Prompt Engineering Best Practices: From Basics to Advanced Techniques

Prompt engineering has evolved from an art to an engineering discipline with established best practices, patterns, and evaluation frameworks. This post covers proven techniques for building reliable LLM-powered applications through effective prompt design.

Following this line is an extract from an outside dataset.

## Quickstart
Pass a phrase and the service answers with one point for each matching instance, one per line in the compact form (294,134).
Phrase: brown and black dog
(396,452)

The Anatomy of an Effective Prompt

from dataclasses import dataclass
from typing import List, Optional

@dataclass
class PromptTemplate:
    """Structured prompt with clear components"""

    system_message: str  # Set context and behavior
    task_description: str  # What to do
    context: Optional[str] = None  # Background information
    examples: Optional[List[tuple[str, str]]] = None  # Few-shot examples
    constraints: Optional[List[str]] = None  # Rules to follow
    output_format: Optional[str] = None  # Expected format

    def render(self, input_text: str) -> str:
        """Render complete prompt"""
        parts = [self.system_message, self.task_description]

        if self.context:
            parts.append(f"Context:\n{self.context}")

        if self.examples:
            parts.append("Examples:")
            for input_ex, output_ex in self.examples:
                parts.append(f"Input: {input_ex}\nOutput: {output_ex}")

        if self.constraints:
            parts.append("Constraints:\n" + "\n".join(f"- {c}" for c in self.constraints))

        if self.output_format:
            parts.append(f"Output Format:\n{self.output_format}")

        parts.append(f"Input: {input_text}")

        return "\n\n".join(parts)

# Example: Sentiment analysis
sentiment_prompt = PromptTemplate(
    system_message="You are an expert at analyzing customer feedback sentiment.",
    task_description="Analyze the sentiment of the given customer review.",
    examples=[
        ("The product exceeded my expectations!", "Positive"),
        ("Terrible quality, waste of money.", "Negative"),
        ("It's okay, nothing special.", "Neutral"),
    ],
    constraints=[
        "Choose only from: Positive, Negative, Neutral",
        "Provide only the sentiment, no explanation",
    ],
    output_format="Single word: Positive, Negative, or Neutral"
)

Chain-of-Thought Prompting

Encourage step-by-step reasoning:

def create_cot_prompt(problem: str) -> str:
    """Chain-of-thought prompt for complex reasoning"""

    return f"""
Solve this problem step by step. Show your reasoning clearly.

Problem: {problem}

Let's approach this systematically:

Step 1: Understand what we're being asked
[Think through the problem]

Step 2: Identify the relevant information
[List the key facts]

Step 3: Determine the approach
[Explain the method]

Step 4: Execute the solution
[Show the work]

Step 5: Verify the answer
[Check if it makes sense]

Final Answer: [Provide the solution]
"""

# Example usage
problem = "A bakery sells 150 cookies in the morning and 80% more in the afternoon. How many cookies were sold in total?"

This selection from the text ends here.